New man, metrosexual, new lad? I modelli maschili stanno cambiando e in un certo senso si stanno ‘femminilizzando’. E anche i disturbi del comportamento alimentare – fino a pochi anni fa appannaggio quasi esclusivo delle donne – si stanno gradualmente allontanando dall’essere un disturbo di genere e sempre più spesso si configurano come un problema di identità. In questo caso maschile.
Fino a circa 20 anni fa il rapporto tra l’incidenza dei disturbi alimentari negli uomini e nelle donne era pari a 1 a10, 1 a 15. Gli ultimi dati suggeriscono che questo rapporto sia arrivato almeno ad 1 a 4. Nel caso del disturbo alimentare più recente, e cioè l’abbuffata compulsiva, la distanza si accorcia e il rapporto maschi/ femmine diventa 3 a 4. È difficile non correlare questo fenomeno al fatto che le preoccupazioni per il corpo, per la forma fisica e per l’apparenza in genere, fino al secolo scorso prerogativa quasi esclusivamente femminile, abbiano cominciato a riguardare adesso sempre più anche i ragazzi. Anche l’abitudine a seguire diete e far uso di bevande e cibi light costituisce un fenomeno non più esclusivamente femminile.
Dell’argomento si occupa anche un libro uscito recentemente in libreria: “Giganti d’argilla”, di Laura Dalla Ragione e Marta Scoppetta. Le autrici spiegano perché, improvvisamente, gli uomini non sono più immuni da questi disturbi: da quelli “classici”, come anoressia, bulimia e disturbi da abbuffata compulsiva, a quelli “nuovi”, come l’ortoressia e la bigoressia, più specifici del genere maschile e che vedono in una certa cultura del benessere, dello sport e del mondo delle palestre i focolai a cui si ispira l’espressione di forme più moderne di disagio.
Nel testo ci sono le voci, le lettere, le testimonianze dei ragazzi, dei figli, delle loro madri, delle loro mogli, perché la sofferenza di ogni persona si iscrive dentro la sua biografia e in quella della sua famiglia ed è solo lungo un processo di cura che comprenda la conoscenza di Sé e della propria storia che i pazienti possono rinunciare alla loro malattia per trovare un nuovo modo di “abitare” il mondo e il corpo.
Spiegano Laura Della Ragione, Psichiatra e psicoterapeuta, responsabile del Centro disturbi del comportamento alimentare di Todi, e Marta Scoppetta, psichiatra e ricercatrice del Ministero della Salute: “Uomini fragili e pieni di paure, con il corpo che come nel femminile diventa il teatro di conflitti e rappresentazioni. Corpo manipolato e levigato anche per i maschi, adolescenti ed adulti senza distinzione di età e cultura, che nasconde sempre più spesso il ‘difficile mestiere di essere se stessi’ recuperando un ascendente su se stessi, unica vera garanzia di libertà, per usare le parole del sociologo Alain Ehrenberg. Uomini, ragazzi, bambini alla ricerca di un padre nella post modernità, uomini nuovi, che rifiutano vecchi schemi ma che non sono ancora dotati di un corredo psicologico tale da poterli rendere davvero diversi dai loro padri. Riflettendo su queste nuove patologie ci siamo accorte che si trattava di ricostruire il difficile percorso della strutturazione dell’identità al maschile, per comprendere perché improvvisamente gli uomini non fossero più immuni a certi disturbi ma anzi si ammalassero gravemente, manifestando sintomi spesso difficili da trattare”.

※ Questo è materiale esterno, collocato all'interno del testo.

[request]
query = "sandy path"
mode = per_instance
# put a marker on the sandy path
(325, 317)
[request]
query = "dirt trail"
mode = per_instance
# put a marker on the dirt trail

Aggiunge Luisa Stagi, docente di Sociologia e Metodologia e tecniche della ricerca sociale all’Università degli Studi di Genova: “I media giocano un ruolo insostituibile nella rappresentazione dei diversi modelli di maschilità, sia di quelli marginali sia di quelli egemoni. I fenomeni, quasi tutti interni ai media, del new man, del metrosexual e del new lad sono esempi di come i media, sia per il loro ‘svelamento’ del retroscena maschile sia per i loro contenuti e le loro immagini, contribuiscano fattivamente a definire i nuovi modelli di maschilità. La televisione ha poi contribuito a determinare una sorta di ‘confusione’ tra i generi, tra il maschile e il femminile, dando alle donne l’accesso a una serie di informazioni sulla sfera della maschilità che prima erano ad esse (quasi) del tutto negate. A volte, le rappresentazioni mediatiche di maschilità non solo riflettono alcuni cambiamenti nella società, ma tendono anche a legittimarli. La implicita trasmissione di stereotipi di genere si reitera anche attraverso comportamenti collettivi e immagini mediatiche, rischiando a volte di mettere profondamente in crisi i tentativi di mutazione che uomini e donne stanno praticando”.